Overlooked by the mainstream press in their eagerness to nail a high ranking Bush staffer

Stephen Dinan and Joseph Curl wrote in the July 15, 2005 Washington Times that Valarie Plame Wilson had not been a covert operative for years.

"Her neighbors knew this, her friends knew this, his friends knew this. A lot of blame could be put on to central cover staff and the agency because they weren't minding the store here. ... The agency never changed her cover status."

Mr. Rustmann, who spent 20 of his 24 years in the agency under "nonofficial cover" -- also known as a NOC, the same status as the wife of Mr. Wilson -- also said that she worked under extremely light cover.

In addition, Mrs. Plame hadn't been out as an NOC since 1997, when she returned from her last assignment, married Mr. Wilson and had twins, USA Today reported yesterday.

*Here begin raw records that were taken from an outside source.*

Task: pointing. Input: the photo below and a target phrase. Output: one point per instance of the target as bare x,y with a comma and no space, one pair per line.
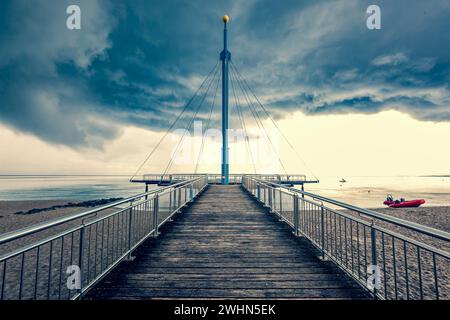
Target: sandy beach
432,216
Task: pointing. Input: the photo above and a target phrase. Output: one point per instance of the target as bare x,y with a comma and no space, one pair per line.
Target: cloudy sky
351,100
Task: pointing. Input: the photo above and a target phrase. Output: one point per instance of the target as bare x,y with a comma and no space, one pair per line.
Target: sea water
367,192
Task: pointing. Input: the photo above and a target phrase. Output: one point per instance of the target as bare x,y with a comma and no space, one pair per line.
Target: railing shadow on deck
65,257
390,257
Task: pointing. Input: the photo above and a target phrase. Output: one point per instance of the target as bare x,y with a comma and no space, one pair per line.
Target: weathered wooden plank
226,245
143,293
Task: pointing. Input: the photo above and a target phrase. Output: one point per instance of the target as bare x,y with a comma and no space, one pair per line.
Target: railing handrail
440,234
13,235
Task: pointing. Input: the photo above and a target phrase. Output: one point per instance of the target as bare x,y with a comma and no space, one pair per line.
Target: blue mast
225,56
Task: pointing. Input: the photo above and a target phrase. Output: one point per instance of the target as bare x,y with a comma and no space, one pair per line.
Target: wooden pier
226,245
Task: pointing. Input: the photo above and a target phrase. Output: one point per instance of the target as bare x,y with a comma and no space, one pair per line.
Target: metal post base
156,235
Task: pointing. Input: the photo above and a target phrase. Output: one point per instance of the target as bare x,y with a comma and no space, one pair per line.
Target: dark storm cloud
137,62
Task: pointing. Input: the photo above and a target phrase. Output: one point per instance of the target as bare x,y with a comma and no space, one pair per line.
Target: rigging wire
271,118
260,123
207,126
176,120
242,121
190,124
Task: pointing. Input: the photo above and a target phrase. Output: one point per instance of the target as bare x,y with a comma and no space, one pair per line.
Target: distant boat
402,203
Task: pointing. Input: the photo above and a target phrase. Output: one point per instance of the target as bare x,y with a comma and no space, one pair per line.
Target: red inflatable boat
402,203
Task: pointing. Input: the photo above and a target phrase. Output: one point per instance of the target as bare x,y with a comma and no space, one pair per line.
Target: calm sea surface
362,191
66,187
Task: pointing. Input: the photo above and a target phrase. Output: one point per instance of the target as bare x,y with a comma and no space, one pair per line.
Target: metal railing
216,178
64,258
390,257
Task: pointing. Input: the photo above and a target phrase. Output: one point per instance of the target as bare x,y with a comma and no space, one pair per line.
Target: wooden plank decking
226,246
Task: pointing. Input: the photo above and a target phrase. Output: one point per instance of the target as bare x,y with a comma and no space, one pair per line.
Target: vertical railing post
296,215
130,229
155,215
322,231
269,190
281,202
81,260
374,267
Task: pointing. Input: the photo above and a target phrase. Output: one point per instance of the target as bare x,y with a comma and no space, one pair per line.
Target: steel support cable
260,123
176,120
273,121
242,121
207,126
190,124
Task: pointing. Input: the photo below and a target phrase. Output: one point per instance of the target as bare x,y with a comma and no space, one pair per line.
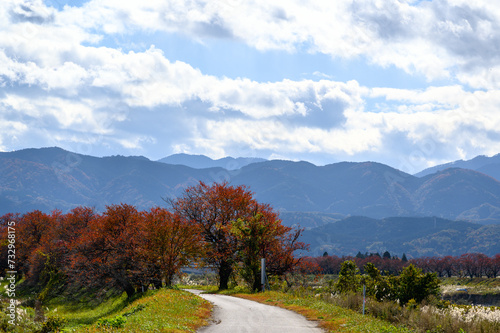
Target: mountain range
51,178
414,236
203,162
484,164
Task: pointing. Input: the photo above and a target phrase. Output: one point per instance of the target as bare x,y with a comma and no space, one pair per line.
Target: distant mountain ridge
484,164
414,236
51,178
202,161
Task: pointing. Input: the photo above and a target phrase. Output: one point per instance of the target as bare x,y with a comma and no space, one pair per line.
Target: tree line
218,226
466,265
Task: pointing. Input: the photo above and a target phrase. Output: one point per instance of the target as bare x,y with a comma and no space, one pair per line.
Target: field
164,310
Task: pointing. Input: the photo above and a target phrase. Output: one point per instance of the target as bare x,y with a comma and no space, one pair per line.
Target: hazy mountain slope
54,178
416,237
484,164
202,161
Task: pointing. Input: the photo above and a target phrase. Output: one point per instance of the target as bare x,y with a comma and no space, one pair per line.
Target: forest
219,227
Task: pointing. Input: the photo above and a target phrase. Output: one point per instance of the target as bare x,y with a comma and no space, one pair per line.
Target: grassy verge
330,317
165,310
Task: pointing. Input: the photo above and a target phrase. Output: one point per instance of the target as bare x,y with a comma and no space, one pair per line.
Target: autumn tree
212,209
349,278
169,242
107,252
413,284
29,232
263,236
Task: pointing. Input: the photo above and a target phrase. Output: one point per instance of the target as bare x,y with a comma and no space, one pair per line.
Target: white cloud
59,77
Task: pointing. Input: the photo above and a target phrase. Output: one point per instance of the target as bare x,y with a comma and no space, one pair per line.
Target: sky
406,83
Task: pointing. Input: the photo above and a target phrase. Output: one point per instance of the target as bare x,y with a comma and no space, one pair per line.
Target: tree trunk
225,271
126,286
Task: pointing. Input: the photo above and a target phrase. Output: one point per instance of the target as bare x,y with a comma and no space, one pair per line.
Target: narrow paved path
237,315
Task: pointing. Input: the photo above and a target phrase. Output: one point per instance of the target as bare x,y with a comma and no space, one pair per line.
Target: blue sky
407,83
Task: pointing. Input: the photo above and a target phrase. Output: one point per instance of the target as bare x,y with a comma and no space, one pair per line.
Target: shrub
116,322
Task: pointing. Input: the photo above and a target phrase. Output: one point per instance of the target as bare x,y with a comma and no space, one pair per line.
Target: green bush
116,322
52,324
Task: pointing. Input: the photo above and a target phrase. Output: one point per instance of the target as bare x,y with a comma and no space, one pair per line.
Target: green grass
165,310
330,317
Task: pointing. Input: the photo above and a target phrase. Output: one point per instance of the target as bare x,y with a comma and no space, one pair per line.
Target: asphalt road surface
237,315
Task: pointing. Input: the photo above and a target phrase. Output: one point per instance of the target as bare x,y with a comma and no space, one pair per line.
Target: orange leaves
217,225
236,228
169,243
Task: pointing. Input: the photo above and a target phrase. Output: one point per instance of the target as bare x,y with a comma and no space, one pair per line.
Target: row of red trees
466,265
218,226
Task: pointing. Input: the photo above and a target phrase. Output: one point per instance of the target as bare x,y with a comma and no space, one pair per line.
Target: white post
263,273
364,298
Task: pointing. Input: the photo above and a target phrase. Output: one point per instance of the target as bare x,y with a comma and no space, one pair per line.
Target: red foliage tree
212,209
263,236
107,252
169,242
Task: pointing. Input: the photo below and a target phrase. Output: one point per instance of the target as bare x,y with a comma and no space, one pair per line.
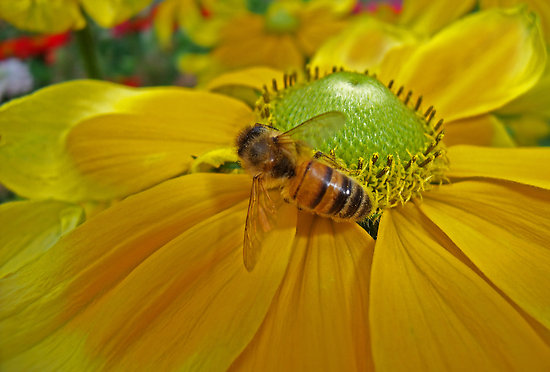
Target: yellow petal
430,312
246,84
318,319
427,17
119,154
542,7
35,161
141,285
50,16
504,229
30,228
109,13
523,165
477,64
362,45
483,130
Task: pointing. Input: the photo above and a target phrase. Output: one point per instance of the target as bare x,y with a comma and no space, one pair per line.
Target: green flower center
390,143
281,18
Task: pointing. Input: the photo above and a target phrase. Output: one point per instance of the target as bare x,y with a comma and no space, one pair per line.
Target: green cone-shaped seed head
377,121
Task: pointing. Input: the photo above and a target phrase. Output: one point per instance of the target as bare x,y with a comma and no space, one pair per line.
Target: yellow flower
52,16
395,53
457,279
282,37
528,116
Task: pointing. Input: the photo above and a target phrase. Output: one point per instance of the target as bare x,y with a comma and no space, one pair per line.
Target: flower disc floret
390,142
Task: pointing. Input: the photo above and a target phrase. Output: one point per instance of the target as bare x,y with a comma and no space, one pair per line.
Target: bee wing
260,219
315,131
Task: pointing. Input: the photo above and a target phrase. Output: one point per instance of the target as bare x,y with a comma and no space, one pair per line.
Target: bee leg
266,193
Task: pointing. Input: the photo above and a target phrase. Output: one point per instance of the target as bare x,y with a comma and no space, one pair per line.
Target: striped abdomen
325,191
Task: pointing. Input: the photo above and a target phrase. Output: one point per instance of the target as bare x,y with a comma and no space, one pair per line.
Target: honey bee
277,159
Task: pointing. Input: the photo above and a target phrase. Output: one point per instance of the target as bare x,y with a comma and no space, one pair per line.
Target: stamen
413,160
400,90
428,111
382,172
438,125
432,114
409,94
418,103
427,161
389,161
390,183
266,94
360,164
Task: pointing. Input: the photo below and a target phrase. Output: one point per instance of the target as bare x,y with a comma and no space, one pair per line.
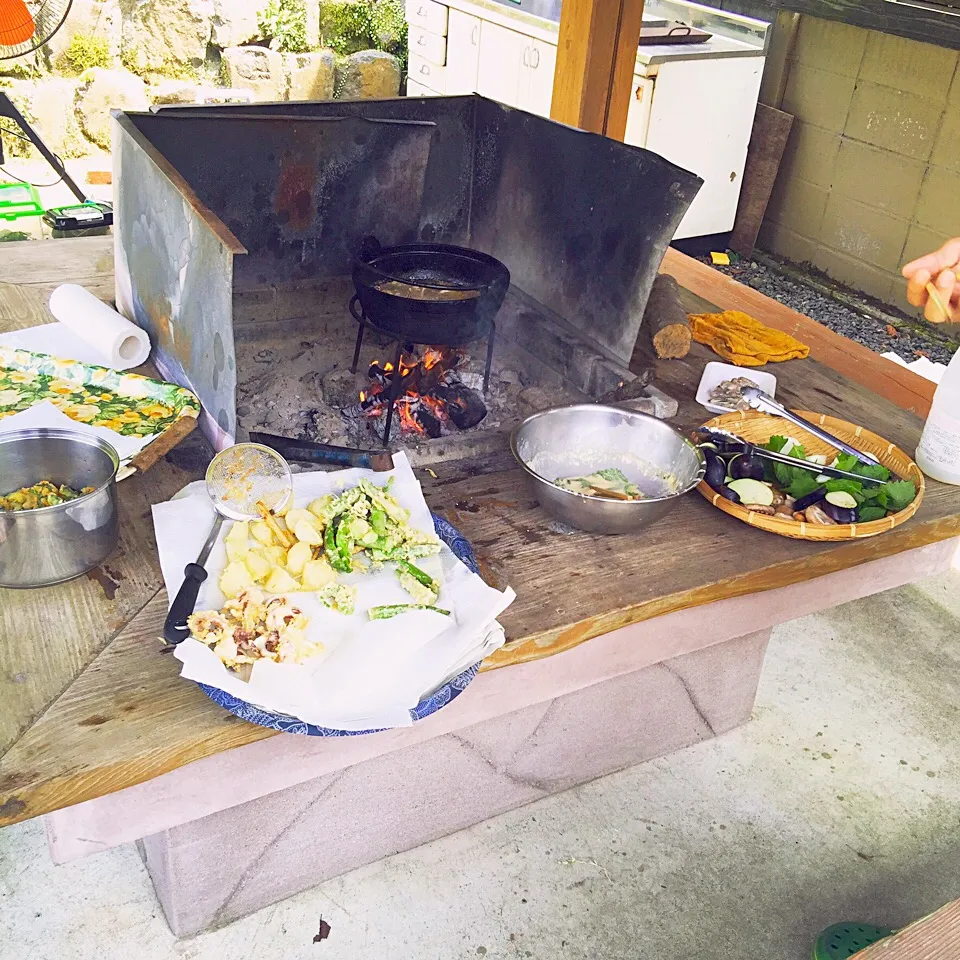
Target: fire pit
238,231
434,294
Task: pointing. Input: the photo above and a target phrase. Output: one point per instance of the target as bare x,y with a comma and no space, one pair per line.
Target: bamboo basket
758,428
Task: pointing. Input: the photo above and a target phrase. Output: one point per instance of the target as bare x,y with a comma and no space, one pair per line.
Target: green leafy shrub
348,26
83,52
284,24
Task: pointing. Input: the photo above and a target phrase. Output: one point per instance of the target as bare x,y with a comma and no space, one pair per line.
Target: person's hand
942,268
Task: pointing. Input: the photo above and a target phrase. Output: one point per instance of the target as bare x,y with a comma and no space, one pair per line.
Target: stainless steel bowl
53,544
577,440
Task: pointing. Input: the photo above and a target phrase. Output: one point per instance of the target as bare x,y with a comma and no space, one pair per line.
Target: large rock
235,21
310,75
167,37
101,91
256,69
173,91
99,19
369,74
48,106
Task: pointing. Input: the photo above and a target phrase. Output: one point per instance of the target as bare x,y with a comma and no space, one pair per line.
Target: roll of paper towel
122,343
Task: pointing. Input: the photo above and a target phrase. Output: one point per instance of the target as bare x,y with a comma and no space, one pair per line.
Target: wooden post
596,58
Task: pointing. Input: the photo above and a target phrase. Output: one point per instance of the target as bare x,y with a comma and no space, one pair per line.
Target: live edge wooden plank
129,717
859,363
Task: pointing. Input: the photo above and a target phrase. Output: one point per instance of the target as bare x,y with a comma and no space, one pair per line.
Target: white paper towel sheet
87,330
372,672
45,414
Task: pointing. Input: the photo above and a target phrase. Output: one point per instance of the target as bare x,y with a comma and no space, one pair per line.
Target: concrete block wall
871,174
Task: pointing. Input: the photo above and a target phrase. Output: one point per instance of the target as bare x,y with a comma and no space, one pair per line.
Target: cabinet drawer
427,74
428,14
415,89
430,46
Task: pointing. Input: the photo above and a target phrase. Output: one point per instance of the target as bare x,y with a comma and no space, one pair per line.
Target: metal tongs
766,404
754,451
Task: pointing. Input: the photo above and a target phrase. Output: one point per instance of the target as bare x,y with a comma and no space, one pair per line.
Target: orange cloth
741,340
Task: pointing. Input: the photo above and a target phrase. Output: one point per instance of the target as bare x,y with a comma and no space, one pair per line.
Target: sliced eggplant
728,494
716,471
753,491
809,500
838,514
842,499
745,467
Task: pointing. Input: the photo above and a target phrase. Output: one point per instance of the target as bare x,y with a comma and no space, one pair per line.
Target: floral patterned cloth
126,403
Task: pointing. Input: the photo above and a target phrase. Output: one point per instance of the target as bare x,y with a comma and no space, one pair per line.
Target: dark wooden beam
596,59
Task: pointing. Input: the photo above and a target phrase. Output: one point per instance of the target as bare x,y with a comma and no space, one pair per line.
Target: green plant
348,26
83,52
284,24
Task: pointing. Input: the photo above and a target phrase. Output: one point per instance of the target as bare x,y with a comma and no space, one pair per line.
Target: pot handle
370,249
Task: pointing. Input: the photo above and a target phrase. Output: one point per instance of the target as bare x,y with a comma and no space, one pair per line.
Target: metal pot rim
698,476
33,433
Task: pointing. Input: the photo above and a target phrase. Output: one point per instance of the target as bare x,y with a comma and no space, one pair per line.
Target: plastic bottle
938,454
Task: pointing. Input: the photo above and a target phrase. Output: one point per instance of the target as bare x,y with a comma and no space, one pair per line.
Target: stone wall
871,175
131,54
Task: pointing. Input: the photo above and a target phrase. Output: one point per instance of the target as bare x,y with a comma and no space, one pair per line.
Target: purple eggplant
716,471
810,499
728,494
838,514
746,467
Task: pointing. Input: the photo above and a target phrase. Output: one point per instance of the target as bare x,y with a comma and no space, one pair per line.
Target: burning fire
431,395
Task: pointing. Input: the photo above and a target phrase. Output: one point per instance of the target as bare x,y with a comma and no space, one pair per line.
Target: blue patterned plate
452,537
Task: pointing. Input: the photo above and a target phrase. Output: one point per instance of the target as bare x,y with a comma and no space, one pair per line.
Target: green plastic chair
19,200
844,940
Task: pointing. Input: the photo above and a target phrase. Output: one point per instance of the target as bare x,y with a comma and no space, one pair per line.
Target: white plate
715,373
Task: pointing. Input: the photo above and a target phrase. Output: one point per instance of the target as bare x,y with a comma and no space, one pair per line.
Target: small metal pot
578,440
52,544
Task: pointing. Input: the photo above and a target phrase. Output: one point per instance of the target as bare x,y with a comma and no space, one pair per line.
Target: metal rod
491,337
7,109
393,393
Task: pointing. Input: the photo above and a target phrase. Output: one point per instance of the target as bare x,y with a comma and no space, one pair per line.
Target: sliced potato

The distinction matters because a law that forbids disclosing the name of undercover CIA operatives applies to agents that had been on overseas assignment "within the last five years."

"She was home for such a long time, she went to work every day at Langley, she was in an analytical type job, she was married to a high-profile diplomat with two kids," Mr. Rustmann said. "Most people who knew Valerie and her husband, I think, would have thought that she was an overt CIA employee."

Even assuming that Karl Rove or Scooter Libby were the source (and that hasn't been established), just what was the law that was broken?

More recently, Mark Davis weighed in.

As right-hand men for the president and vice president, Karl Rove and "Scooter" Libby were properly involved in countering an effort by Joe Wilson, a disgruntled diplomat, to smear the war effort.

A bipartisan Senate committee has now discredited much of the story Mr. Wilson has paraded all over television on his way to becoming an anti-war hero, details ranging from who sparked his trip to Niger to what he found there.

But as the stories were breaking, it was thoroughly understandable for the Bush team to try to question the purity of Mr. Wilson's motives. Once the possibility arose of his CIA wife as a key advocate for his ideologically charged journey, one can additionally imagine a flurry of conversations about the significance of that angle.

Again, please tell me what the crime was here.